Lou Reed, Wiesbaden, Rhein-Main-Halle, 23. April 1977

In den diversen Konzertübersichten im Internet ist war dieser Auftritt von Lou Reed entweder überhaupt nicht oder unter einem falschen Datum verzeichnet:

Nein, Lou Reed trat nicht im August, sondern schon im April 1977 in Wiesbaden auf.

Der 23. April war ein Samstag und bevor wir uns endlich auf den Weg machen konnten, musste Eric Hysteric noch den halben Westerwald mit Kuchen und Torten beliefern.

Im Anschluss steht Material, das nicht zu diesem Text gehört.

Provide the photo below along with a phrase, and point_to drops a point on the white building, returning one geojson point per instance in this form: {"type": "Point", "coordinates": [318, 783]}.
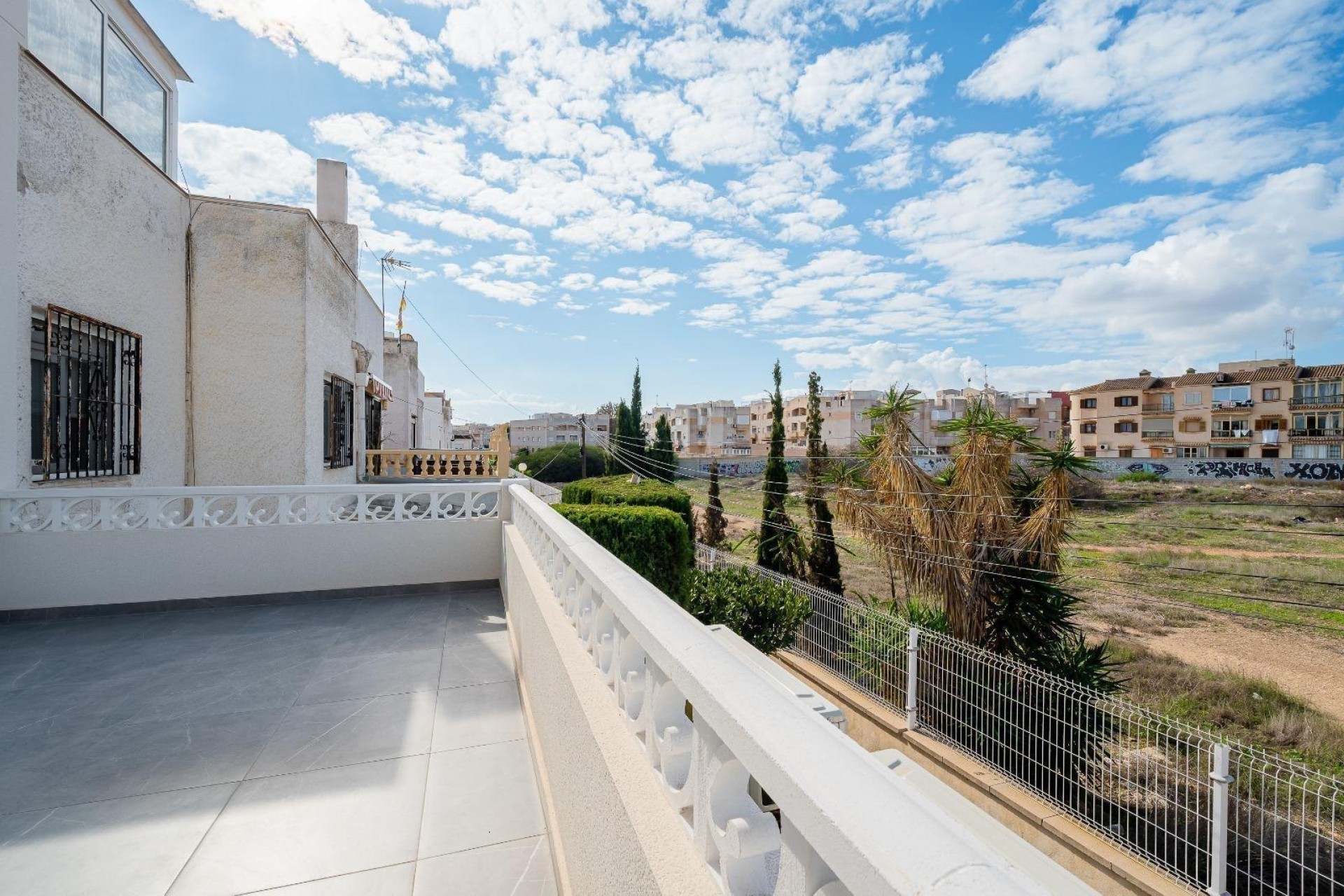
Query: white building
{"type": "Point", "coordinates": [553, 428]}
{"type": "Point", "coordinates": [158, 337]}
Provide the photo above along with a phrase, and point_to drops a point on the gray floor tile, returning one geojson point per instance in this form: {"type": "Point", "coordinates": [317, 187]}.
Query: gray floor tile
{"type": "Point", "coordinates": [339, 734]}
{"type": "Point", "coordinates": [39, 771]}
{"type": "Point", "coordinates": [232, 687]}
{"type": "Point", "coordinates": [372, 676]}
{"type": "Point", "coordinates": [477, 715]}
{"type": "Point", "coordinates": [307, 827]}
{"type": "Point", "coordinates": [521, 868]}
{"type": "Point", "coordinates": [131, 846]}
{"type": "Point", "coordinates": [480, 660]}
{"type": "Point", "coordinates": [477, 797]}
{"type": "Point", "coordinates": [396, 880]}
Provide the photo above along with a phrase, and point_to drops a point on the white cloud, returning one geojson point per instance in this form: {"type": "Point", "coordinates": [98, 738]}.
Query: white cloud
{"type": "Point", "coordinates": [479, 34]}
{"type": "Point", "coordinates": [522, 292]}
{"type": "Point", "coordinates": [638, 307]}
{"type": "Point", "coordinates": [363, 43]}
{"type": "Point", "coordinates": [242, 163]}
{"type": "Point", "coordinates": [1226, 149]}
{"type": "Point", "coordinates": [844, 86]}
{"type": "Point", "coordinates": [1160, 59]}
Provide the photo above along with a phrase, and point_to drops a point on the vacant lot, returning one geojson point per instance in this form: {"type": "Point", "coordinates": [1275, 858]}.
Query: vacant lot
{"type": "Point", "coordinates": [1225, 603]}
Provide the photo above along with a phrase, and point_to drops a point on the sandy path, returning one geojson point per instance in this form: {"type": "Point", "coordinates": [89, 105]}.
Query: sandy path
{"type": "Point", "coordinates": [1304, 666]}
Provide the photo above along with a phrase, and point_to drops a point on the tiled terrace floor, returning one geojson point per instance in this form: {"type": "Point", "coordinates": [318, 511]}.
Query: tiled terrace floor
{"type": "Point", "coordinates": [332, 748]}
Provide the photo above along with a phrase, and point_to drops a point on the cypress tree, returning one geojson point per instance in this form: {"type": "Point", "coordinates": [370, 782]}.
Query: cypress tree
{"type": "Point", "coordinates": [823, 556]}
{"type": "Point", "coordinates": [777, 546]}
{"type": "Point", "coordinates": [662, 458]}
{"type": "Point", "coordinates": [714, 528]}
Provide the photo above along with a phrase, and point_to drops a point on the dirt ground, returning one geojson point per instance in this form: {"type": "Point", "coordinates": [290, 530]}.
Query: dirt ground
{"type": "Point", "coordinates": [1307, 666]}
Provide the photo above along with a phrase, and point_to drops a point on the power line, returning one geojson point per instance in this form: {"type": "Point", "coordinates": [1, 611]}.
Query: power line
{"type": "Point", "coordinates": [1098, 523]}
{"type": "Point", "coordinates": [949, 562]}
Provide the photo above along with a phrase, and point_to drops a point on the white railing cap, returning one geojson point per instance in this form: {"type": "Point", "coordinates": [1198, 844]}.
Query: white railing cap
{"type": "Point", "coordinates": [876, 833]}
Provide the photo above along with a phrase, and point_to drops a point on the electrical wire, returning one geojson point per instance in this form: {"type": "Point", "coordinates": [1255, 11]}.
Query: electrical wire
{"type": "Point", "coordinates": [949, 562]}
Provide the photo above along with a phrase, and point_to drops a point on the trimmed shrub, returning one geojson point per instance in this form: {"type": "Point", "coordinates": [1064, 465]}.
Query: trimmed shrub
{"type": "Point", "coordinates": [619, 489]}
{"type": "Point", "coordinates": [766, 613]}
{"type": "Point", "coordinates": [559, 463]}
{"type": "Point", "coordinates": [654, 542]}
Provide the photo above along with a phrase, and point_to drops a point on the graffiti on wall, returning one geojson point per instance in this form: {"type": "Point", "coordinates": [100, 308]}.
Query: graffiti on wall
{"type": "Point", "coordinates": [1231, 469]}
{"type": "Point", "coordinates": [1313, 470]}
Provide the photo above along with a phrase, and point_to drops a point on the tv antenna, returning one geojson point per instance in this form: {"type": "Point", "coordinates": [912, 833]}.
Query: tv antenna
{"type": "Point", "coordinates": [385, 264]}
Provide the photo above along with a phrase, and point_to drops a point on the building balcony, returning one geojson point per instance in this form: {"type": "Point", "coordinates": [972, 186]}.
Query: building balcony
{"type": "Point", "coordinates": [1317, 400]}
{"type": "Point", "coordinates": [442, 685]}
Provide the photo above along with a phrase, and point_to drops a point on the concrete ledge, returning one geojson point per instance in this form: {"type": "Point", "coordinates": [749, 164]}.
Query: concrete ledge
{"type": "Point", "coordinates": [612, 828]}
{"type": "Point", "coordinates": [1094, 860]}
{"type": "Point", "coordinates": [42, 614]}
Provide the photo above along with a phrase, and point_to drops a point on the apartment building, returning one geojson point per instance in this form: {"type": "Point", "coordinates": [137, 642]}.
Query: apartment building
{"type": "Point", "coordinates": [553, 428]}
{"type": "Point", "coordinates": [843, 421]}
{"type": "Point", "coordinates": [131, 351]}
{"type": "Point", "coordinates": [1260, 409]}
{"type": "Point", "coordinates": [1042, 413]}
{"type": "Point", "coordinates": [706, 429]}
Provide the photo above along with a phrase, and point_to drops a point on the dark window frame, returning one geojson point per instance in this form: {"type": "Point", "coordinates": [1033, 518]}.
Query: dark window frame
{"type": "Point", "coordinates": [86, 397]}
{"type": "Point", "coordinates": [339, 422]}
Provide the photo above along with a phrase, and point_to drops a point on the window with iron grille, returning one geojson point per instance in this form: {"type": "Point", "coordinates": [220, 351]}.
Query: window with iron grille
{"type": "Point", "coordinates": [85, 412]}
{"type": "Point", "coordinates": [339, 434]}
{"type": "Point", "coordinates": [372, 422]}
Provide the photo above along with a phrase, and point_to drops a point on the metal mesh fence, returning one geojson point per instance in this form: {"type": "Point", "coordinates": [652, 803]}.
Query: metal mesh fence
{"type": "Point", "coordinates": [1218, 816]}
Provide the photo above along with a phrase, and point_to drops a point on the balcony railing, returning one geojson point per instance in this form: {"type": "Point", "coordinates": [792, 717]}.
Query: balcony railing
{"type": "Point", "coordinates": [1316, 400]}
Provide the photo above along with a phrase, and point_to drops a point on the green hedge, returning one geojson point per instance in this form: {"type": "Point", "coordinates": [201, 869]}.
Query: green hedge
{"type": "Point", "coordinates": [619, 489]}
{"type": "Point", "coordinates": [766, 613]}
{"type": "Point", "coordinates": [654, 542]}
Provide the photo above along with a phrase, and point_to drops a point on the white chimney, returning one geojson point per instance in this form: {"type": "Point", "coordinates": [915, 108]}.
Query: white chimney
{"type": "Point", "coordinates": [332, 191]}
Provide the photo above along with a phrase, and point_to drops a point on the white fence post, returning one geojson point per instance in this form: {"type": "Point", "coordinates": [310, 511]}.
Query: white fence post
{"type": "Point", "coordinates": [911, 679]}
{"type": "Point", "coordinates": [1219, 774]}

Deshalb hatte die Bootleg-Verkäufer ihre Stände bereits abgebaut, als wir endlich an der Rhein-Main-Halle ankamen.

Falls irgendwelche Punks da waren, sind sie mir nicht aufgefallen.

Es ging – wie bei Bowie – los mit Klassik vom Band.

Lou Reed drei Tage vor Wiesbaden in Wien

Das Konzert war enttäuschend. [1]

Bei weitem nicht so katastrophal wie zwei Jahre später in Offenbach, aber von Lou Reed,

DEM Lou Reed,

hatten wir sehr viel mehr erwartet als gelangweiltes Gitarren-Geschrammel garniert mit Saxophon-Gequake und grässlichem Chorgesang:

Ersatz-Soul für Möchtegern-Hipster.

Typisches Lou-Reed-Live-Gedudel 1977 (plus studio overdubs): Heute ist „Wait“ mein Lieblingslied auf Street Hassle.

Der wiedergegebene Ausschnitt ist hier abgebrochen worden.